Koen.Holtman comments on New paper: Corrigibility with Utility Preservation

Koen.Holtman 12 Aug 2019 10:02 UTC
LW: 1 AF: 1
AF
It seems to me like even if you could make the agent indifferent to the shutdown button, there would still be other ways for it to influence you into giving it higher reward.
Yes this is true: basically the fundamental job of the button-corrigible agent is still to perform a search over all actions, and find those actions that best maximise the reward computed by the utility function. As mentioned in the paper, such actions may be to start a hobby club, where humans come together to have fun and build petrol engines that will go into petrol cars. Starting a hobby club is definitely an action that influences humans, but not in a bad way.

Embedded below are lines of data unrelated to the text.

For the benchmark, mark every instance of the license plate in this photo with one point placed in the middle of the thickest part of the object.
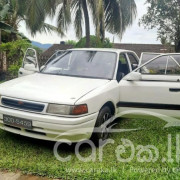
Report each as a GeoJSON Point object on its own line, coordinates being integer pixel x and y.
{"type": "Point", "coordinates": [17, 122]}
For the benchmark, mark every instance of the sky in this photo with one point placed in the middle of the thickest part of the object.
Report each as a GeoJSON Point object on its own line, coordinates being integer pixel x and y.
{"type": "Point", "coordinates": [133, 34]}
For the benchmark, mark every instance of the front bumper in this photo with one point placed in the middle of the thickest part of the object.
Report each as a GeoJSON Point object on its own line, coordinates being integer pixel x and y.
{"type": "Point", "coordinates": [51, 128]}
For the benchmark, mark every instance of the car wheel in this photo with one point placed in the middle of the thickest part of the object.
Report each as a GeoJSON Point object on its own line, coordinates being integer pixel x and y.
{"type": "Point", "coordinates": [101, 130]}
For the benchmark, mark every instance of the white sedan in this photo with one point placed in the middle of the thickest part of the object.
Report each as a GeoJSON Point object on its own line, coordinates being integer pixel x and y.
{"type": "Point", "coordinates": [82, 89]}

Button-corrigibility intends to support a process where bad influencing behaviour can be corrected when it is identified, without the agent fighting back. The assumption is that we are not smart enough yet to construct an agent that is perfect on such metrics when we start it up initially.
On myopia: this is definately a technique that might make agents safer, though I would worry if this implies that an agent is incapable of considering long term effects when it chooses actions: this would make the agent unsafe in many cases.

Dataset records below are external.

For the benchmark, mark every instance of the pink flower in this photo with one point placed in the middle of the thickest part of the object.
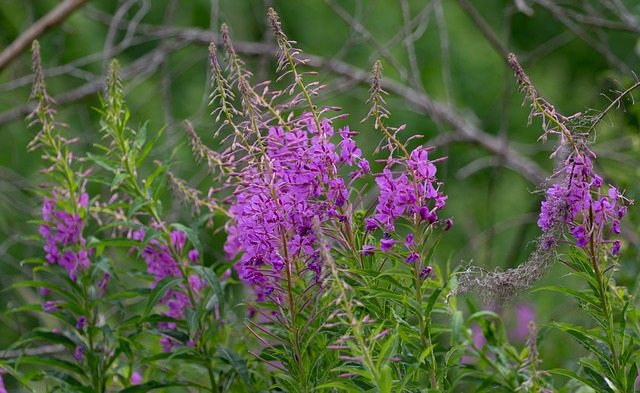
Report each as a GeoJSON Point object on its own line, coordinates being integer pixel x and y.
{"type": "Point", "coordinates": [136, 378]}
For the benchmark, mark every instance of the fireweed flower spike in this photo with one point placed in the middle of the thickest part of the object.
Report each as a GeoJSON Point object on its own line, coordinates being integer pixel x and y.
{"type": "Point", "coordinates": [576, 205]}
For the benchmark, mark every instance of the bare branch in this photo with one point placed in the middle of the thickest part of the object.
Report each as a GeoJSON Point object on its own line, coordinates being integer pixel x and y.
{"type": "Point", "coordinates": [54, 17]}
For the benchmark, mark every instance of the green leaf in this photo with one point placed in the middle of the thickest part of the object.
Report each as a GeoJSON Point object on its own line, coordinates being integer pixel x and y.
{"type": "Point", "coordinates": [216, 295]}
{"type": "Point", "coordinates": [590, 341]}
{"type": "Point", "coordinates": [576, 377]}
{"type": "Point", "coordinates": [53, 362]}
{"type": "Point", "coordinates": [159, 291]}
{"type": "Point", "coordinates": [457, 320]}
{"type": "Point", "coordinates": [153, 385]}
{"type": "Point", "coordinates": [237, 363]}
{"type": "Point", "coordinates": [191, 235]}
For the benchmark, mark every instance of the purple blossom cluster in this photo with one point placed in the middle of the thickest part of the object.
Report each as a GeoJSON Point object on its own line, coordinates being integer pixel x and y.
{"type": "Point", "coordinates": [296, 182]}
{"type": "Point", "coordinates": [62, 233]}
{"type": "Point", "coordinates": [161, 263]}
{"type": "Point", "coordinates": [581, 203]}
{"type": "Point", "coordinates": [409, 194]}
{"type": "Point", "coordinates": [280, 196]}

Short term, I think myopia is a useful safety technique for many types of agents. Long term, if we have agents that can modify themselves or build new sub-agents, myopia has a big open problem: how do we ensure that any successor agents will have exactly the same myopia? Button-corrigibility avoids having to solve this preservation of ignorance problem: it also works for agents and successor agents that are maximally perceptive and intelligent, because it modifies the agent goals, not agent perception or reasoning capability. The successor agent building problem does not go away completely through: button-corrigibility still has some hairy problems with agent modification and sub-agents, but overall I have found these to be more tractable than the problem of ignorance preservation.